Afghan president condemns killing of NPR reporters in south
Published 9:42 am Monday, June 6, 2016
KABUL, Afghanistan — The Afghan president on Monday condemned the killing of David Gilkey, a veteran news photographer and video editor for National Public Radio, and Afghan journalist Zabihullah Tamanna, who died in an insurgent ambush the day before while on assignment in southern Afghanistan.
Gilkey and Tamanna were traveling with an Afghan army unit near Marjah in Helmand province on Sunday afternoon when the convoy came under fire and their vehicle was struck, the network’s spokeswoman, Isabel Lara, said in a statement. Two other NPR journalists, Tom Bowman and producer Monika Evstatieva, were traveling with them and were not hurt.
Afghanistan’s President Ashraf Ghani called the attack cowardly and “completely against all the principles and values of Islam and humanity, and against all international laws.”
In a statement from the presidential palace, Ghani was quoted as saying that the Taliban do not distinguish between the military, civilians and journalists, and that they killed Gilkey and Tamanna as the two were reporting on the war.
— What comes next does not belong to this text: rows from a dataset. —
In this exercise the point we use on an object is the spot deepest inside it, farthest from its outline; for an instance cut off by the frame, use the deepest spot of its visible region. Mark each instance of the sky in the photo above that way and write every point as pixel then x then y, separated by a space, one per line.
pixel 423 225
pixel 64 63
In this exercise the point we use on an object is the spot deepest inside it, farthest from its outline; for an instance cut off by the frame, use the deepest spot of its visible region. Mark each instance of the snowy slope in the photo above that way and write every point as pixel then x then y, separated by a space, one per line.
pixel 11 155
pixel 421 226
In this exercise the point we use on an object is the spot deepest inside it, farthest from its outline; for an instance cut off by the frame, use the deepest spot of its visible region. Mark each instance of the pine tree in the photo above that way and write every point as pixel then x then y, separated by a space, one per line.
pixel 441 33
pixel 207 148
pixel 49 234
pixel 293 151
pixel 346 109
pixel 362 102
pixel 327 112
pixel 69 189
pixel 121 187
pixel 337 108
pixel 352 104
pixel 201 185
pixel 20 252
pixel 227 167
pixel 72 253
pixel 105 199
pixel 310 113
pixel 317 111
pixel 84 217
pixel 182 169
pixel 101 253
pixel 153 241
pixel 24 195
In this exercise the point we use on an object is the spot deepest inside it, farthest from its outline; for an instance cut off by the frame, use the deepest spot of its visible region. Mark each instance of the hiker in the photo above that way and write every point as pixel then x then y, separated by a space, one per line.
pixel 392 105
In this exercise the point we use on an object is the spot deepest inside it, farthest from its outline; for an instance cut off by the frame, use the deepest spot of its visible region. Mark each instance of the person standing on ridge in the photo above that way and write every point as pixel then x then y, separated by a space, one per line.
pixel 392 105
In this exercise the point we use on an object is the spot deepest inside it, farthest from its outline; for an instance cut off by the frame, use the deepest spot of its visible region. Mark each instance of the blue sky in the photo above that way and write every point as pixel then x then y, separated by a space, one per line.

He offered condolences to the families of the two journalists.
Later Monday, Ghani travelled to Helmand to assess the security situation in the rich opium-poppy field region, which gives the world most of its heroin, controlled by the Taliban.
The U.S. Embassy in Kabul and U.S. Army Gen. John. W. Nicholson, commander of the U.S.-NATO resolute Support mission in Afghanistan, also offered condolences.
“David and Zabihullah, in particular, spent years in Afghanistan tirelessly endeavoring to tell the story of the Afghan people,” Nicholson said in a statement. “We have the utmost respect for their work as well as those others that endure the hardships that come with reporting from conflict zones.”